Question: There are so many choices of pasta in the supermarket now—whole wheat, bean pasta, gluten free and vegetable pasta. How do they compare?
Answer: With multiple options for your pasta dinner, deciding which to choose can be a challenge. I compared 100-gram servings of a variety of dry pastas, including traditional/regular pasta, regular pasta with added spinach, whole-wheat pasta, bean- or legume-based pasta, pasta made with rice or corn, and fresh veggie spirals made from butternut squash (ESHA). One hundred grams is a little over 3 ounces.
Pasta ranges from 320 to 380 kilocalories per serving. Vegetables are very high in water compared with dry pasta, which means they are much lower in kilocalories, at about 45 per 100 g. Grain-based pastas—whether wheat, rice or corn—have about 75 g of carbohydrate. Legume-based pastas are closer to 30 g, and vegetable varieties have less than 15 g.
Legume pasta is highest in protein, with more than 40 g, compared with 10–15 g in wheat-based pastas.

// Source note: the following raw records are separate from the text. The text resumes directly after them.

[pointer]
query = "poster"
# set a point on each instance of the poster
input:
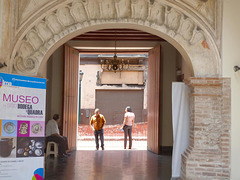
(22, 127)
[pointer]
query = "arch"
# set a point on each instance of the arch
(189, 35)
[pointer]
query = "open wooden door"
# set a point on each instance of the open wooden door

Lowest in protein are corn and rice pastas, with 5–10 g, and vegetable spirals, with less than 2 g. Legume pasta has the most fiber, with around 20 g, while traditional pasta and rice pastas (both brown and white) have 3 g or less. Corn and whole-wheat pastas have close to 10 g of fiber. Legume pasta is also highest in iron and calcium.

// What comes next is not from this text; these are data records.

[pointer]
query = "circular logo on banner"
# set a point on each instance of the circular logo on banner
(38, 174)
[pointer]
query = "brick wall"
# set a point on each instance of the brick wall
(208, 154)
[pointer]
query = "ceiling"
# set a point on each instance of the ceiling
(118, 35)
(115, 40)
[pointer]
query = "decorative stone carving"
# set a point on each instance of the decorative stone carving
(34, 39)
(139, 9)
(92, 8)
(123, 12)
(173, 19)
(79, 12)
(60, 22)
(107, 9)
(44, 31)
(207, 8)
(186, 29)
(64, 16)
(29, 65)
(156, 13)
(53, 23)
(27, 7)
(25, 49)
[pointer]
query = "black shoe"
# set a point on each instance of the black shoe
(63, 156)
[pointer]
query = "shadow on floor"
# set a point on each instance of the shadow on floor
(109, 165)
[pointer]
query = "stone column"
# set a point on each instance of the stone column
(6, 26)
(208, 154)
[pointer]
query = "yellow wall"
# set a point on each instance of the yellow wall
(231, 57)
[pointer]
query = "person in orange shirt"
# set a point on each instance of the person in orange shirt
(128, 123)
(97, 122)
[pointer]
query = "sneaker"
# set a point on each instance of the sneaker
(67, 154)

What about pasta with added vegetables, such as spinach? That spinach isn’t contributing significant fiber, but it does bump up the vitamin A. Regular pasta has almost no vitamin A, whereas spinach pasta has about 300 IU. But spinach pasta can’t complete with butternut squash spirals, which have more than 10,000 IU.
Once you have decided which pasta to bring home, the next challenge is cooking and saucing it. Different flavors and textures need different treatment. Pasta without wheat, for example, tends to fall apart because it lacks gluten (Laleg 2016), and is best served immediately rather than reheated or baked into a casserole. Whole-wheat pasta’s slight bitterness may be accentuated by classic, acidic tomato sauce, but that earthy flavor pairs perfectly with the umami taste of mushrooms or the sweetness of winter squash.